According to Joseph Checkler and Patrick Fitzgerald of The Wall Street Journal, creditors holding bonds issued by the Lehman parent company are now expected to recover 26.9 cents on the dollar, up from an estimated 21.1 cents when the liquidation plan was approved. Creditors of Lehman’s main derivatives arm, a group that included Goldman Sachs Group Inc. and distressed-debt investor Silver Point Capital, will see their recoveries increase by about 3 cents to 30.9%. General unsecured creditors of Lehman will get more than 25 cents on the dollar, up from less than 20 cents.

Unimaginable in 2008

Earlier this month, it was reported that unsecured creditors to Lehman Brothers would receive a dividend from PricewaterhouseCoopers repaying them in full, six years after the largest bankruptcy in US history kicked the financial crisis into high gear. There have been plenty of signs that initial estimates of how much creditors could expect were too low, and there has been fierce competition among hedge funds to buy them over the last year.
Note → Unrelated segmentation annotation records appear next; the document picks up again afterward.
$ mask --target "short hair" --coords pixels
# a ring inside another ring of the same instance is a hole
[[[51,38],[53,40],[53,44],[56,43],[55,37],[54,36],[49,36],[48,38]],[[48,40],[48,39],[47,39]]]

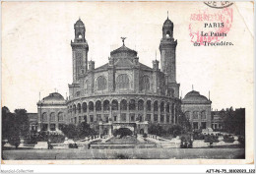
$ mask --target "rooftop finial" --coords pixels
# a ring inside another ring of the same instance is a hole
[[[124,44],[125,38],[126,38],[126,37],[122,37],[122,36],[121,36],[121,39],[122,39],[122,42],[123,42],[123,46],[125,46],[125,44]]]

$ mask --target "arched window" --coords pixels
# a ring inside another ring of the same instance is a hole
[[[135,100],[131,99],[129,101],[129,110],[135,110]]]
[[[63,112],[59,112],[58,113],[58,121],[63,121],[64,120],[64,115],[63,115]]]
[[[94,102],[93,102],[93,101],[90,101],[90,102],[89,102],[89,111],[93,112],[94,109],[95,109]]]
[[[51,112],[51,113],[50,113],[50,121],[51,121],[51,122],[54,122],[54,121],[55,121],[55,113],[54,113],[54,112]]]
[[[187,119],[190,119],[190,112],[189,112],[189,111],[186,111],[186,112],[185,112],[185,116],[186,116]]]
[[[193,112],[193,119],[198,119],[198,111]]]
[[[116,79],[116,87],[117,88],[129,88],[129,78],[128,75],[122,74],[119,75]]]
[[[138,101],[138,110],[144,110],[144,101],[142,99]]]
[[[158,101],[154,102],[154,111],[159,111],[159,102]]]
[[[142,77],[140,82],[140,89],[149,90],[150,88],[151,88],[150,78],[148,76]]]
[[[167,37],[167,38],[170,37],[170,32],[169,32],[169,30],[166,31],[166,37]]]
[[[103,76],[99,76],[96,80],[96,89],[104,90],[106,89],[106,79]]]
[[[127,110],[127,101],[123,99],[120,103],[120,109],[121,110]]]
[[[47,121],[47,113],[46,112],[42,113],[42,121],[44,121],[44,122]]]
[[[169,113],[169,103],[166,105],[166,112]]]
[[[78,113],[81,113],[81,104],[78,103]]]
[[[96,102],[96,111],[101,111],[101,101],[97,100]]]
[[[147,110],[151,111],[151,100],[147,101]]]
[[[85,93],[88,93],[88,91],[89,91],[89,83],[88,83],[88,81],[85,82],[84,87],[85,87]]]
[[[103,101],[103,110],[109,110],[109,101],[108,100]]]
[[[112,110],[118,110],[118,102],[115,99],[112,101]]]
[[[160,102],[160,112],[163,112],[164,111],[164,102],[161,101]]]
[[[206,119],[206,111],[205,110],[201,112],[201,119],[202,120]]]
[[[87,112],[87,103],[83,102],[82,104],[83,112]]]
[[[170,96],[174,97],[174,89],[173,88],[170,88]]]

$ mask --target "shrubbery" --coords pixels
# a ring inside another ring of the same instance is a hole
[[[172,135],[173,137],[180,136],[186,133],[180,125],[171,125],[165,129],[160,124],[152,124],[149,126],[149,134],[157,136]]]
[[[128,128],[119,128],[118,130],[113,131],[113,136],[120,136],[120,138],[123,138],[125,136],[132,136],[133,132]]]

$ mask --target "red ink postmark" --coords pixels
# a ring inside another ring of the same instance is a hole
[[[216,9],[226,8],[233,4],[232,2],[229,1],[207,1],[204,3],[209,7],[216,8]]]
[[[233,22],[233,9],[224,8],[198,11],[191,14],[189,24],[189,35],[194,45],[215,45],[227,36]],[[222,43],[224,44],[224,43]],[[225,42],[224,45],[232,45]]]

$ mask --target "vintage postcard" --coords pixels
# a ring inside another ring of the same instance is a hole
[[[250,1],[2,2],[2,164],[254,163],[254,20]]]

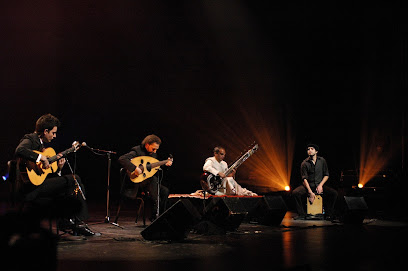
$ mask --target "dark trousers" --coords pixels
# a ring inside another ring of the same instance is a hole
[[[82,184],[81,178],[78,175],[75,175],[75,179],[81,186],[84,195],[86,195],[85,188],[84,185]],[[72,175],[54,176],[46,178],[41,185],[39,185],[34,190],[25,195],[25,201],[38,202],[42,199],[48,199],[51,202],[54,202],[55,200],[66,198],[76,199],[78,202],[75,208],[79,210],[76,216],[81,220],[86,220],[89,218],[88,206],[86,204],[86,201],[81,196],[80,192],[78,192],[77,195],[74,193],[74,190],[76,188],[75,179],[74,176]],[[65,207],[67,206],[64,206],[64,208]],[[61,210],[61,213],[65,211],[66,210]]]
[[[149,195],[154,202],[154,206],[153,206],[154,210],[152,210],[152,212],[153,214],[156,214],[155,208],[157,208],[157,199],[158,199],[157,195],[159,194],[158,178],[156,176],[153,176],[147,180],[144,180],[141,183],[133,183],[129,179],[125,181],[126,181],[126,184],[124,185],[121,194],[128,198],[135,199],[137,197],[139,188],[149,192]],[[167,208],[168,197],[169,197],[169,189],[165,187],[164,185],[160,184],[160,198],[159,198],[160,214],[162,214]]]
[[[300,185],[295,188],[292,192],[292,196],[295,199],[296,203],[296,211],[299,216],[305,216],[306,212],[304,210],[304,200],[305,200],[305,195],[307,195],[307,189],[303,186]],[[323,186],[323,206],[325,207],[325,214],[332,216],[334,214],[334,204],[336,203],[337,199],[337,191],[334,190],[333,188],[324,185]]]

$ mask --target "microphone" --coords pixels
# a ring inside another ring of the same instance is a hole
[[[89,147],[89,146],[86,144],[86,142],[82,142],[81,146],[93,150],[91,147]]]

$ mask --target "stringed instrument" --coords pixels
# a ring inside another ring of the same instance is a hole
[[[255,144],[250,150],[238,158],[231,166],[224,172],[225,176],[230,175],[242,163],[244,163],[252,154],[258,150],[258,144]],[[214,195],[221,187],[222,178],[219,175],[214,175],[210,172],[204,172],[200,177],[200,184],[204,191]]]
[[[46,148],[42,152],[34,151],[38,154],[44,155],[47,157],[48,162],[50,163],[49,168],[44,168],[43,163],[39,161],[38,163],[32,161],[24,161],[25,164],[25,172],[21,171],[22,176],[24,179],[29,179],[29,181],[38,186],[41,185],[45,178],[47,178],[48,174],[55,173],[58,170],[58,163],[57,161],[71,152],[76,152],[81,145],[79,142],[75,141],[72,143],[72,147],[60,152],[58,155],[53,148]]]
[[[159,170],[159,167],[166,164],[168,161],[173,161],[173,158],[159,161],[151,156],[138,156],[130,160],[130,162],[136,167],[142,170],[142,173],[137,176],[135,171],[129,172],[128,175],[132,182],[141,183],[144,180],[152,177]]]

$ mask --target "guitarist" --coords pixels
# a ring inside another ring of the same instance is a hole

The most recent deal was a $767 million settlement between Lehman Brothers Holdings Inc Plan Trust and Freddie Mac, approved at the end of February, but there have been a string of positive developments over the last few years. Still, repaying creditors in full with some money left over, implying another dividend down the road, would have been unimaginable at the end of 2008.

Lehman was once Wall Street’s fourth largest investment bank before it filed for Chapter 11 on September 15, 2008. Lehman had reported $639 billion of assets at the time, which makes its bankruptcy roughly six times larger than any other in US history. It ended January with $19.2 billion of cash and investments, of which $6.5 billion was unrestricted.